No, he's not saying that. You've got it exactly backwards. Read more closely:

What if transphobia is our culture’s version of the penis-stealing witch panic? Wise but evil women (gender studies professors) are using incomprehensible black arts (post-modernism) to make people lose their penises. Sure, those people are losing their penises through voluntary sex-change surgery, but this is just another case of the general principle that we replace the magical explanations natural to other cultures with the medicalized explanations natural to our own.

Scott isn't saying that the belief that transphobia is a threat is the panic and that transphobia isn't very big. He's saying that transphobia itself is the panic; transphobes are treating the pro-trans movement as evil penis-stealing witches.

Scott's dunking on his transphobe outgroup here. It's the exact opposite of saying that the trans movement has gone too far.

It's kind of weird dunk though -- if there actually were witches stealing people's penises in Africa, it seems like the Africans would be entirely correct to panic about it? Witch panics in general are mostly bad when the witches don't exist. For instance, one could argue that the problem with the Red Scare was being bad at identifying the Soviet spies -- they were a real problem!

Scott’s whole deal with transphobia is the argument that because trans want to be identified with their adopted sex, it doesn’t matter that they aren’t really. The ‘transphobic’ view is that it does matter.

Right, but either way the doctors are in fact stealing penises, yeah?

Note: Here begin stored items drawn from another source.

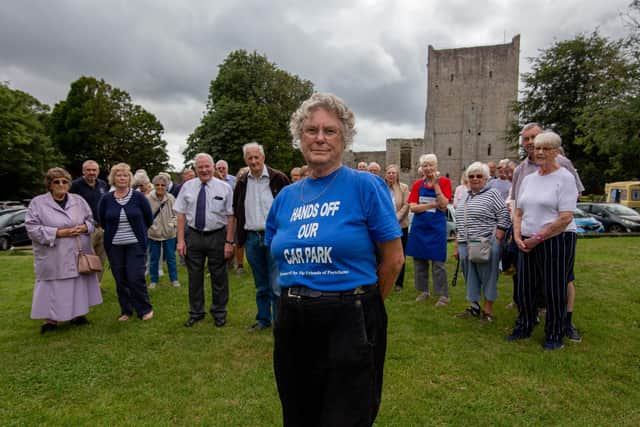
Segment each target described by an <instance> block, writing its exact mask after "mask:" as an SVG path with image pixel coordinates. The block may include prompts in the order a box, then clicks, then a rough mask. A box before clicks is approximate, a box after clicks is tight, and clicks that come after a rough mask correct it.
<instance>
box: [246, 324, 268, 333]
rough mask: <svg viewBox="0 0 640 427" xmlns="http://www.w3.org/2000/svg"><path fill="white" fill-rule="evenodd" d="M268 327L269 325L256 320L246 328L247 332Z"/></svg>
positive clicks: (255, 331) (249, 331)
mask: <svg viewBox="0 0 640 427" xmlns="http://www.w3.org/2000/svg"><path fill="white" fill-rule="evenodd" d="M270 327H271V325H263V324H262V323H260V322H256V323H254V324H253V325H252V326H250V327H248V328H247V332H258V331H261V330H263V329H268V328H270Z"/></svg>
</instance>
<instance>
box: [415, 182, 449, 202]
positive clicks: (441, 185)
mask: <svg viewBox="0 0 640 427" xmlns="http://www.w3.org/2000/svg"><path fill="white" fill-rule="evenodd" d="M438 183H439V184H440V191H442V195H443V196H444V197H446V198H447V200H449V201H451V180H450V179H449V178H447V177H444V176H441V177H440V178H438ZM422 185H423V186H424V188H433V186H431V185H426V184H425V183H424V180H422V179H419V180H417V181H416V182H414V183H413V185H412V186H411V193H409V200H407V201H408V202H409V203H418V200H419V196H418V193H419V192H420V186H422Z"/></svg>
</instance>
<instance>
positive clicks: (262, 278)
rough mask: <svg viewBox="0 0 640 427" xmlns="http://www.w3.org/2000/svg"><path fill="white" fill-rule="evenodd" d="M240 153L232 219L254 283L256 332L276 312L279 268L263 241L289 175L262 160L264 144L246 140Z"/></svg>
mask: <svg viewBox="0 0 640 427" xmlns="http://www.w3.org/2000/svg"><path fill="white" fill-rule="evenodd" d="M242 153H243V155H244V161H245V163H246V164H247V166H249V171H248V172H247V173H245V174H242V175H240V177H239V178H238V181H237V183H236V188H235V191H234V193H233V211H234V219H235V220H234V221H232V222H233V223H234V226H235V229H236V233H235V235H236V237H237V244H238V246H239V247H244V249H245V254H246V255H247V261H249V265H250V266H251V271H252V272H253V280H254V282H255V285H256V305H257V307H258V313H257V314H256V323H254V324H253V325H252V326H251V327H249V329H248V330H249V331H250V332H255V331H260V330H262V329H265V328H268V327H270V326H271V324H272V322H273V321H274V320H275V318H276V314H277V307H278V298H279V296H280V287H279V286H278V281H277V280H278V269H277V267H276V263H275V260H274V259H273V257H272V256H271V252H270V250H269V247H268V246H266V245H265V244H264V231H265V225H266V222H267V214H268V213H269V209H270V208H271V204H272V203H273V199H275V197H276V196H277V195H278V193H279V192H280V190H282V188H284V187H285V186H286V185H288V184H289V178H287V176H286V175H285V174H284V173H282V172H280V171H279V170H276V169H272V168H270V167H269V166H267V165H265V164H264V160H265V155H264V148H263V147H262V145H260V144H258V143H257V142H250V143H248V144H245V145H244V146H243V147H242ZM230 228H233V227H230Z"/></svg>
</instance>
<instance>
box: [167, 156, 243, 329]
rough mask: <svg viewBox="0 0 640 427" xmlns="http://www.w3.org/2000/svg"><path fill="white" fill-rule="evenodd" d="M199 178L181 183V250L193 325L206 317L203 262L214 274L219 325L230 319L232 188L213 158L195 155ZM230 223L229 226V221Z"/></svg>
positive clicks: (180, 232)
mask: <svg viewBox="0 0 640 427" xmlns="http://www.w3.org/2000/svg"><path fill="white" fill-rule="evenodd" d="M195 165H196V173H197V175H198V178H199V179H192V180H190V181H187V182H185V183H184V185H183V186H182V189H181V190H180V194H179V195H178V199H177V200H176V203H175V205H174V210H175V211H176V213H177V217H178V230H177V231H178V245H177V249H178V253H179V254H180V255H183V256H185V261H186V263H187V270H188V272H189V319H187V321H186V322H185V324H184V326H186V327H191V326H193V325H194V324H196V323H197V322H199V321H200V320H202V319H204V316H205V310H204V302H205V297H204V294H205V292H204V266H205V261H207V260H208V266H209V273H210V275H211V293H212V296H211V300H212V302H211V307H210V312H211V315H212V316H213V319H214V323H215V325H216V326H217V327H221V326H224V325H225V324H226V322H227V303H228V301H229V274H228V271H227V260H228V259H230V258H231V257H232V256H233V226H232V223H233V190H232V189H231V187H230V186H229V185H227V184H225V183H223V182H222V181H220V180H219V179H215V178H214V166H213V158H212V157H211V156H210V155H209V154H206V153H200V154H197V155H196V157H195ZM228 224H229V225H231V226H227V225H228Z"/></svg>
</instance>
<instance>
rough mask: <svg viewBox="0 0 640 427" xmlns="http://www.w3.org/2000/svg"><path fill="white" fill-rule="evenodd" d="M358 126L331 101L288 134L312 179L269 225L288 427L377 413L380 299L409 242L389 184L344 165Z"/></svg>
mask: <svg viewBox="0 0 640 427" xmlns="http://www.w3.org/2000/svg"><path fill="white" fill-rule="evenodd" d="M354 124H355V118H354V115H353V112H352V111H351V110H350V109H349V108H348V107H347V106H346V105H345V103H344V102H343V101H342V100H341V99H340V98H338V97H336V96H334V95H331V94H323V93H316V94H314V95H313V96H311V98H309V99H308V100H306V101H305V102H304V103H303V104H302V105H301V106H300V108H299V109H298V110H297V111H296V112H295V113H294V114H293V115H292V117H291V122H290V128H291V133H292V135H293V137H294V139H295V140H296V141H299V143H300V149H301V151H302V154H303V155H304V157H305V160H306V162H307V164H308V165H309V168H310V176H308V177H306V178H304V179H302V180H300V181H298V182H296V183H294V184H292V185H290V186H287V187H285V188H284V189H283V190H282V191H281V192H280V194H279V195H278V197H276V199H275V200H274V202H273V205H272V207H271V210H270V212H269V216H268V219H267V225H266V236H265V242H266V243H267V244H270V245H271V253H272V254H273V256H274V258H275V259H276V262H277V263H278V270H279V272H280V275H279V283H280V286H281V287H282V295H281V297H280V303H279V304H280V305H279V312H278V317H277V320H276V322H275V325H274V331H273V333H274V338H275V347H274V367H275V375H276V381H277V384H278V392H279V394H280V400H281V402H282V409H283V417H284V425H285V426H294V425H295V426H300V425H304V426H314V425H371V424H372V423H373V421H374V420H375V417H376V415H377V412H378V408H379V405H380V396H381V391H382V370H383V366H384V357H385V350H386V330H387V316H386V312H385V308H384V303H383V299H384V298H385V297H386V296H387V295H388V294H389V292H390V291H391V289H392V288H393V285H394V282H395V279H396V277H397V275H398V272H399V271H400V268H401V266H402V262H403V253H402V244H401V241H400V237H401V236H402V232H401V230H400V226H399V224H398V221H397V219H396V214H395V210H394V207H393V203H392V202H391V197H390V194H389V190H388V189H387V188H386V186H385V184H384V182H383V181H382V179H380V178H379V177H377V176H374V175H372V174H370V173H367V172H360V171H356V170H353V169H350V168H347V167H344V166H343V165H342V154H343V152H344V150H345V149H346V148H347V146H348V145H349V144H350V143H351V141H352V138H353V135H354V134H355V129H354ZM376 248H377V249H378V253H379V255H380V264H379V266H378V268H376V253H375V252H376Z"/></svg>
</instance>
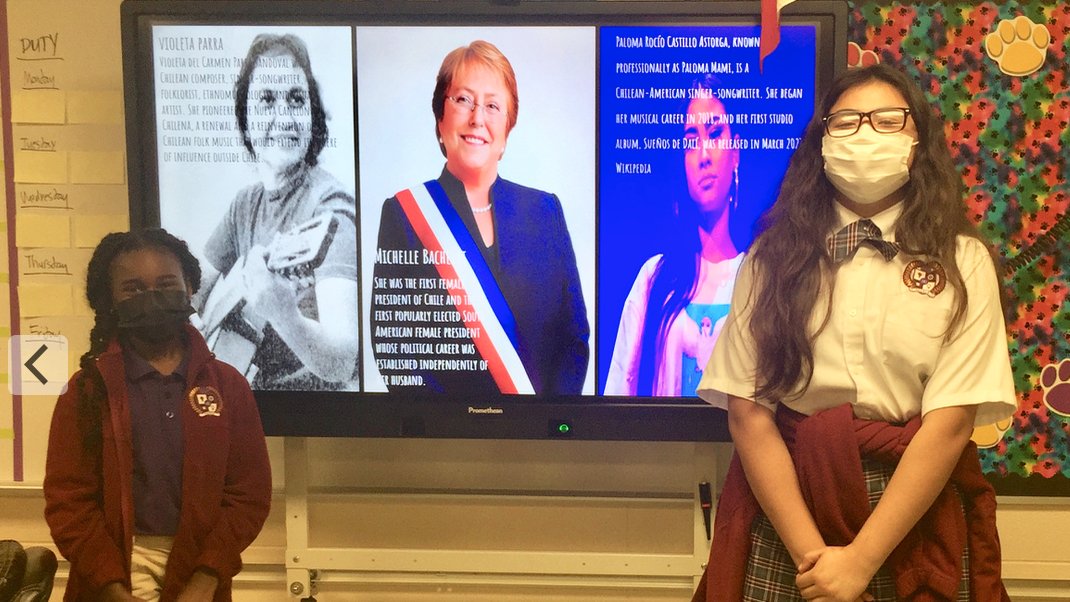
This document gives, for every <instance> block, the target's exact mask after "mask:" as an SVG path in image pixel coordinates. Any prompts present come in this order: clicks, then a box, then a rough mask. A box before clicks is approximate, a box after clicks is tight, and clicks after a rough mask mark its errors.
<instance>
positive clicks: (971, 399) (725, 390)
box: [699, 203, 1016, 426]
mask: <svg viewBox="0 0 1070 602" xmlns="http://www.w3.org/2000/svg"><path fill="white" fill-rule="evenodd" d="M836 207H837V213H838V218H839V223H837V225H836V227H835V228H834V229H832V230H831V232H829V233H832V232H836V231H838V230H839V229H840V228H842V227H843V226H846V225H847V223H851V222H853V221H855V220H857V219H860V217H859V216H857V215H855V214H854V213H852V212H851V211H849V210H846V209H845V207H843V206H841V205H840V204H839V203H837V204H836ZM901 213H902V204H901V203H900V204H897V205H895V206H892V207H889V209H888V210H886V211H884V212H882V213H880V214H877V215H875V216H873V217H871V218H870V219H871V220H872V221H873V222H874V223H875V225H876V226H877V227H878V228H880V229H881V231H882V233H883V236H884V238H885V240H893V233H895V226H896V220H897V219H898V218H899V216H900V214H901ZM956 260H957V262H958V264H959V269H960V272H961V273H962V277H963V279H964V281H965V289H966V292H967V295H968V296H967V299H968V306H967V309H966V314H965V319H964V320H963V322H962V323H961V325H959V326H958V327H957V328H956V329H954V330H953V331H952V333H951V336H950V338H949V339H948V338H946V337H945V333H946V331H947V328H948V324H949V323H950V320H951V315H952V312H953V310H954V303H956V297H957V295H958V294H960V293H959V292H958V291H956V290H954V289H953V288H952V287H951V284H950V283H949V282H947V281H946V278H944V279H943V280H942V278H941V274H942V272H943V268H942V266H939V265H937V264H935V263H934V262H928V261H926V258H919V257H914V256H908V254H906V253H904V252H900V253H899V254H897V256H896V257H895V258H893V259H892V260H891V261H886V260H885V259H884V257H883V256H882V254H881V253H880V252H878V251H877V250H876V249H875V248H874V247H872V246H870V245H861V246H859V247H858V249H857V250H856V251H855V254H854V256H853V257H852V258H851V259H849V260H846V261H844V262H843V263H841V264H839V265H838V266H836V267H834V274H832V278H834V281H832V282H831V283H829V282H826V283H825V285H826V287H827V285H832V295H831V302H830V303H831V314H830V318H829V320H828V323H827V324H826V325H825V327H824V329H822V330H821V331H820V334H817V336H816V338H815V339H814V342H813V360H814V369H813V377H812V379H811V381H810V386H809V387H808V388H807V390H806V391H805V392H804V393H802V395H801V396H800V397H797V398H796V399H791V400H785V401H784V404H785V405H788V406H789V407H791V408H792V410H795V411H797V412H800V413H802V414H807V415H812V414H814V413H816V412H820V411H822V410H826V408H829V407H835V406H837V405H841V404H843V403H851V404H852V405H853V406H854V412H855V415H856V416H858V417H859V418H866V419H874V420H884V421H888V422H904V421H906V420H908V419H909V418H913V417H914V416H918V415H924V414H926V413H928V412H931V411H933V410H936V408H941V407H949V406H957V405H977V406H978V407H977V418H976V425H978V426H980V425H989V423H992V422H994V421H996V420H999V419H1002V418H1005V417H1007V416H1009V415H1010V414H1011V413H1013V412H1014V410H1015V408H1016V400H1015V397H1014V386H1013V380H1012V377H1011V371H1010V357H1009V352H1008V341H1007V335H1006V326H1005V324H1004V318H1003V311H1002V309H1000V303H999V283H998V281H997V278H996V273H995V266H994V265H993V262H992V260H991V257H990V256H989V253H988V250H987V249H985V248H984V245H983V244H981V242H980V241H977V240H975V238H972V237H968V236H960V237H959V240H958V249H957V253H956ZM753 271H754V264H753V262H751V261H749V260H748V261H746V262H745V263H744V265H743V267H742V268H740V271H739V275H738V277H737V280H736V284H735V289H734V293H733V298H732V308H731V310H730V312H729V317H728V320H727V321H725V324H724V329H723V330H722V333H721V336H720V338H719V339H718V341H717V344H716V346H715V348H714V352H713V354H712V356H710V358H709V364H708V365H707V367H706V370H705V373H704V375H703V379H702V382H701V383H700V385H699V396H700V397H702V398H703V399H705V400H706V401H708V402H710V403H713V404H715V405H718V406H721V407H724V406H727V397H725V393H728V395H733V396H736V397H740V398H745V399H750V400H754V389H755V372H756V354H755V349H754V341H753V339H752V338H751V334H750V327H749V324H750V320H751V319H752V318H754V317H752V310H753V308H752V306H751V304H750V303H749V300H750V295H751V285H752V282H753V278H754V272H753ZM783 294H791V292H790V291H784V292H783ZM828 299H829V297H828V294H827V289H826V290H824V291H822V292H821V293H819V298H817V302H816V303H815V307H814V310H813V313H812V315H811V319H810V325H809V328H810V333H815V331H817V329H819V328H820V327H821V324H822V322H823V321H824V318H825V312H826V309H827V307H828V303H829V300H828ZM754 319H761V317H758V318H754ZM799 387H801V383H800V385H799ZM758 403H760V404H762V405H764V406H766V407H769V408H770V410H773V408H775V407H776V402H775V401H770V400H758Z"/></svg>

To those that think stealing penises is bad, this position just makes Scott witch-adjacent or something.

Stealing, or taking with informed consent? Of course, one can argue that for some things, taking with full informed consent is just as bad as stealing, and that the penis is one of those things, much like how voluntarily selling oneself into chattel slavery is considered unethical and illegal in most of modern society. But there seems to be very different perspectives in the various tribes when it comes to how big a difference there is between stealing and taking with consent for this particular thing.